Over this past weekend, not one, but two videos were posted showing players exactly how to duplicate rare pieces of crafted gear. Sadly enough the process isn’t even very intricate. From what we gathered from the video, one player gives another resources in which to craft items. The supplier then leaves the game, but still retains the original materials. The other player keeps the crafted pieces of gear. Rinse and repeat. There’s a bit more to the process than that, but for all intensive purposes, it’s that simple. Granted, crafting fees are still rather high, but are expected to come down drastically with the advent of patch 1.0.3.
But is this really a failure of the DRM? From what it seems, it’s more of an exploit – some small loophole found by a few resolute gamers. It didn’t require the use of any third-party software or hacking programs, just a combination of random luck and stubbornness. Granted, Blizzard let this one slip through the cracks, but once they caught wind of it, the problem was quickly eradicated. Still, there’s an ominous wind blowing through the virtual world of Sanctuary, making it feel like this problem is quickly going to domino out of control.
Accounts are being compromised on a daily basis, we are fairly certain of this. And forcing players to be online all the time is what is allowing said accounts to be violated. Instead of addressing the problem, Blizzard would threaten those who wrote them on the matter with restrictions to their account. What? Miraculously, all claims of violated accounts one day disappeared from the forums – leading many to believe that “hacked” posts were being promptly deleted by the staff. DRM, a measure used to supposedly protect gamers from malicious activity, is seemingly making their lives worse. Ironic.

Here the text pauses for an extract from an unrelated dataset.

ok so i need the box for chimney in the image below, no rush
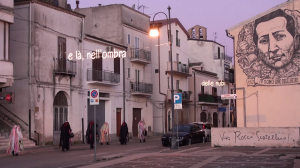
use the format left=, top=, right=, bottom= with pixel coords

As evidenced by the speed in which the duping problem was done away with, Blizzard is at least committed to protecting their wavering reputation. But it was simple programming, not DRM that helped eradicate the problem. DRM can certainly cause issues, and it definitely pisses players off, but will it one day at least do some good? Will it save Diablo III from the same faith as its much maligned predecessor?
It’s too early to tell, but the safe bet would be not really. Sure, it allows Blizzard to recognize security intrusions more quickly, but given that gold farmers, hackers and dupers are becoming more aggressive than ever, forcing players to be online all the time hardly seems the answer. Something will slip through the cracks long enough to do destructive damage to the game’s economy – an economy players are forced to rely on far more than they should be. Hell, the RMAH hasn’t even launched yet, and players have had to deal with a myriad of problems in their quest to acquire epic loot, thus further encouraging cheaters to make the game more accessible to those endlessly farming Act I of Inferno.
Diablo III has its share of issues, and while at first I didn’t really mind being online all the time in so long as it would prevent hackers, my faith has been shaken. Patch 1.0.3 will likely amend some issues and bring in new ones, namely in the way we perceive the overall difficulty of the game. For now, I had better go online and check if my account has been compromised.